Hiroshi, assorto in una profonda meditazione, ne percepiva il profumo dell’aria fresca, l’aroma intenso  dei larici giapponesi che ricoprivano il versante nord ovest della montagna, la fraganza dei cedri e degli aceri più a valle.

Il ritmo cardiaco rallentato aveva condizionato la sua respirazione a soli due cicli al minuto ed in quei  gesti di inspirazione e lenta espirazione lui stava inalando la storia del Giappone, si stava nutrendo di  quelle molecole d’aria che per millenni i suoi avi avevano respirato in un eterno ciclo di vita, morte e  rinascita.

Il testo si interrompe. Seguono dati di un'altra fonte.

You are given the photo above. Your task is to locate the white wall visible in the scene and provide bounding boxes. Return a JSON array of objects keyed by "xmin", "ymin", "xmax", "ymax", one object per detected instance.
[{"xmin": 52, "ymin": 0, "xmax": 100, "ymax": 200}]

Ogni cellula del suo corpo, apparentemente inerte, era totalmente consapevole e si sentiva parte integrante di quell’energia che pervade l’universo e di cui ogni essere vivente è partecipe.

Percepiva ogni creatura nella foresta attorno alla sua villa: le volpi e gli scoiattoli immersi nel verde dei  boschi, il lento incedere dei capricorni così timidi e timorosi nei confronti dell’uomo.

Era mille anni distante dal presente ed allo stesso tempo totalmente in relazione con ogni cosa che lo  circondava. Il suo cuore pulsava con il creato.

Il rumore della suoneria del cellulare lo riportò alla realtà.

Aprì gli occhi e si alzò lentamente apparentemente senza muovere un arto, come se il suo corpo  lievitasse  in posizione eretta avvolto dai pesanti abiti della tradizione shintoista.

Ascoltò la voce metallica all’altro capo del telefono.

-Va bene, sarò a Milano dopodomani –  fu l’unica sua risposta.

Il compenso previsto era il medesimo: 50 mila dollari e tutte le spese pagate per un paio di giorni di  lavoro al massimo. Entro pochi minuti gli sarebbero arrivate via fax tutte le informazioni necessarie per  eseguire il lavoro ed i biglietti aerei.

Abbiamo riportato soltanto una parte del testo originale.